Risk factor analysis of proximal junctional kyphosis after posterior osteotomy in patients with ankylosing spondylitis.

Author information

1
1Southwest Hospital, Third Military Medical University, Chongqing; and.
2
2Department of Orthopaedics, General Hospital of the Chinese People's Liberation Army, Beijing, China.

Abstract

OBJECTIVE The aim of this paper was to analyze the incidence and risk factors of proximal junctional kyphosis (PJK) in patients with ankylosing spondylitis (AS) who underwent pedicle subtraction osteotomy. METHODS The records of 83 patients with AS and thoracolumbar kyphosis who underwent surgery at the authors' institution between 2007 and 2013 were reviewed. The patients were divided into 2 groups based on the presence or absence of PJK. The radiographic measurements, including proximal junctional angle (PJA), sagittal parameters, and pelvic parameters of these 2 groups, were compared at different time points: before surgery and 2 weeks, 12 months, and 2 years after surgery. Oswestry Disability Index scores were also evaluated. RESULTS Overall, 14.5% of patients developed PJK. Before surgery, the mean PJAs in the 2 groups were 13.6° and 8.5°, respectively (p = 0.008). There were no significant differences in age, sex, and body mass index between groups. Patients with PJK had a larger thoracolumbar kyphotic angle (50.8° ± 12.6°) and a greater sagittal vertical axis (21.7 ± 4.3 cm) preoperatively than those without PJK. The proportion of patients with PJK whose fusion extended to the sacrum was 41.2% (7/17), which is significantly greater than the proportion of patients with PJK whose lowest instrumented vertebra was above the sacrum.
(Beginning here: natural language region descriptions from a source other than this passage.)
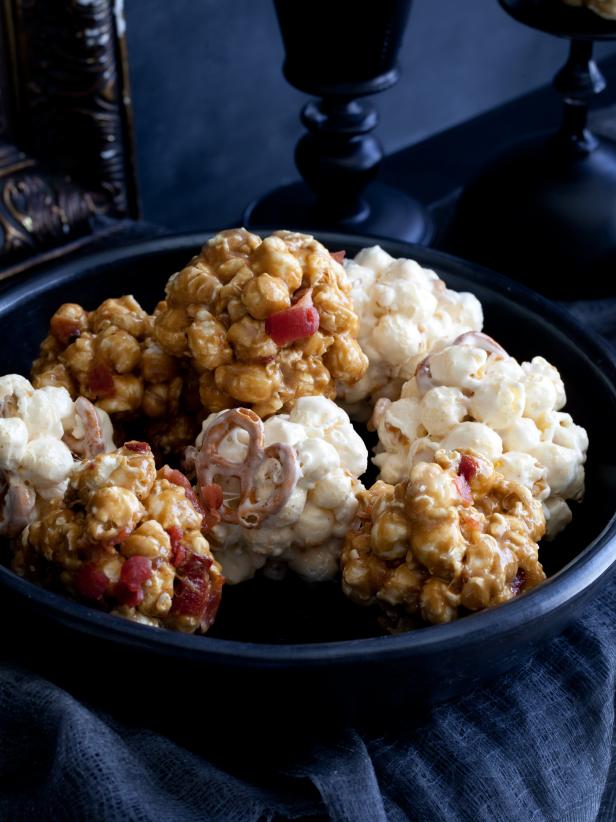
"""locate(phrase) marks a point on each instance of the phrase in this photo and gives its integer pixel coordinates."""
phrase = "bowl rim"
(577, 578)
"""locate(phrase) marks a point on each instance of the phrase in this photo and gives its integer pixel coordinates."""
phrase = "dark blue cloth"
(538, 744)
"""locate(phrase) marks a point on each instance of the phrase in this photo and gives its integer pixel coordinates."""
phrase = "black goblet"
(341, 51)
(544, 210)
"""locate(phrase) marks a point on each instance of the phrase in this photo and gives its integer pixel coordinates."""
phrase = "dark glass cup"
(342, 47)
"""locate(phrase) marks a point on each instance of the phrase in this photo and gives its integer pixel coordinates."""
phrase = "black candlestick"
(340, 52)
(545, 210)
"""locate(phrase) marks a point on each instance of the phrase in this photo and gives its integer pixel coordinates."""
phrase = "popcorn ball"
(110, 356)
(127, 539)
(404, 310)
(263, 322)
(40, 432)
(473, 395)
(455, 537)
(605, 8)
(281, 493)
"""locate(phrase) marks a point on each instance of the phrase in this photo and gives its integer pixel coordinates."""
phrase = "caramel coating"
(215, 316)
(110, 356)
(430, 549)
(119, 509)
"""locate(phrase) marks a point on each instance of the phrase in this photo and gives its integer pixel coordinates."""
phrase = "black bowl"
(280, 647)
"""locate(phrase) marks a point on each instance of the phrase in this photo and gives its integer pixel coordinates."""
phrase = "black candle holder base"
(545, 213)
(387, 212)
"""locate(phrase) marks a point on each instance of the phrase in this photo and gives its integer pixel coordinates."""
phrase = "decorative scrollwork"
(74, 160)
(37, 209)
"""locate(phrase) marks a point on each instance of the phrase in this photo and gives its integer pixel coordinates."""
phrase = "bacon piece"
(519, 581)
(178, 478)
(100, 381)
(197, 594)
(91, 582)
(135, 572)
(467, 468)
(464, 490)
(295, 323)
(137, 447)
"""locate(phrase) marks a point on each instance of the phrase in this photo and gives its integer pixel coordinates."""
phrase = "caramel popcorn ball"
(281, 493)
(473, 395)
(41, 432)
(604, 8)
(263, 322)
(456, 537)
(128, 539)
(110, 356)
(404, 310)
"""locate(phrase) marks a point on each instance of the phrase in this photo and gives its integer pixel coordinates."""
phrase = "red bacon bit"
(295, 323)
(464, 490)
(212, 496)
(518, 581)
(469, 521)
(64, 330)
(135, 572)
(100, 381)
(467, 468)
(197, 594)
(91, 582)
(178, 551)
(178, 478)
(137, 447)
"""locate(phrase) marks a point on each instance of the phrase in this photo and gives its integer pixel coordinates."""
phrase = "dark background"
(216, 123)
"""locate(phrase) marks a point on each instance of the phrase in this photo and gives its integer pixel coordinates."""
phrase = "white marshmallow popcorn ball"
(404, 310)
(41, 431)
(310, 459)
(472, 395)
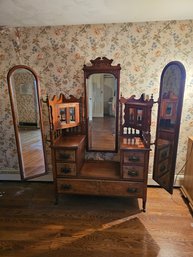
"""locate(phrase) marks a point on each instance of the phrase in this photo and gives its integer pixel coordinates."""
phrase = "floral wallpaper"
(57, 54)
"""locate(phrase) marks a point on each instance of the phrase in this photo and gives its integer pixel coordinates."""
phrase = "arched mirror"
(27, 118)
(101, 81)
(168, 124)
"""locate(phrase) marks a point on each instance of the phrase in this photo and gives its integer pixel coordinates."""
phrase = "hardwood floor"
(32, 152)
(32, 226)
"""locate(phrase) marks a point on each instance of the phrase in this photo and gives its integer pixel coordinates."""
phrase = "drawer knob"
(162, 168)
(164, 154)
(133, 173)
(66, 186)
(65, 170)
(134, 158)
(132, 190)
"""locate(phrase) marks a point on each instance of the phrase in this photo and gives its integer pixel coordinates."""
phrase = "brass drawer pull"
(132, 190)
(65, 170)
(66, 187)
(133, 173)
(164, 154)
(134, 158)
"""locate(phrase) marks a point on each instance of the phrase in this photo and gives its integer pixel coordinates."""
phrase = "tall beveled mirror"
(168, 124)
(102, 81)
(27, 118)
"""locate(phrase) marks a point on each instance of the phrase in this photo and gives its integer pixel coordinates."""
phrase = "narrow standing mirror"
(102, 97)
(168, 124)
(27, 118)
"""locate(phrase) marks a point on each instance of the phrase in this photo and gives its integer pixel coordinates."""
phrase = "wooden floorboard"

Oswestry Disability Index scores did not significantly increase in the PJK group compared with the non-PJK group. CONCLUSIONS The authors found that PJK occurs postoperatively in patients with AS with an incidence of 14.5%. Risk factors of PJK include larger preoperative sagittal vertical axis, PJA, and osteotomy angle. Reducing the osteotomy angle in some severe cases and extending fusion to a higher, flatter level would be also beneficial in decreasing the risk of PJK.

KEYWORDS:

AIS = adolescent idiopathic scoliosis; AS = ankylosing spondylitis; ASD = adult spinal deformity; BMI = body mass index; LIV = lowest instrumented vertebra; LL = lumbar lordosis; OA = osteotomy angle; ODI = Oswestry Disability Index; PI = pelvic incidence; PJA = proximal junctional angle; PJK = proximal junctional kyphosis; PSO = pedicle subtraction osteotomy; SVA = sagittal vertical axis; TK = thoracic kyphosis; TLK = thoracolumbar kyphosis; UIV = upper instrumented vertebra; ankylosing spondylitis; complication; deformity; proximal junctional kyphosis; risk factors

PMID:
29676671
DOI:
10.3171/2017.11.SPINE17228
[Indexed for MEDLINE]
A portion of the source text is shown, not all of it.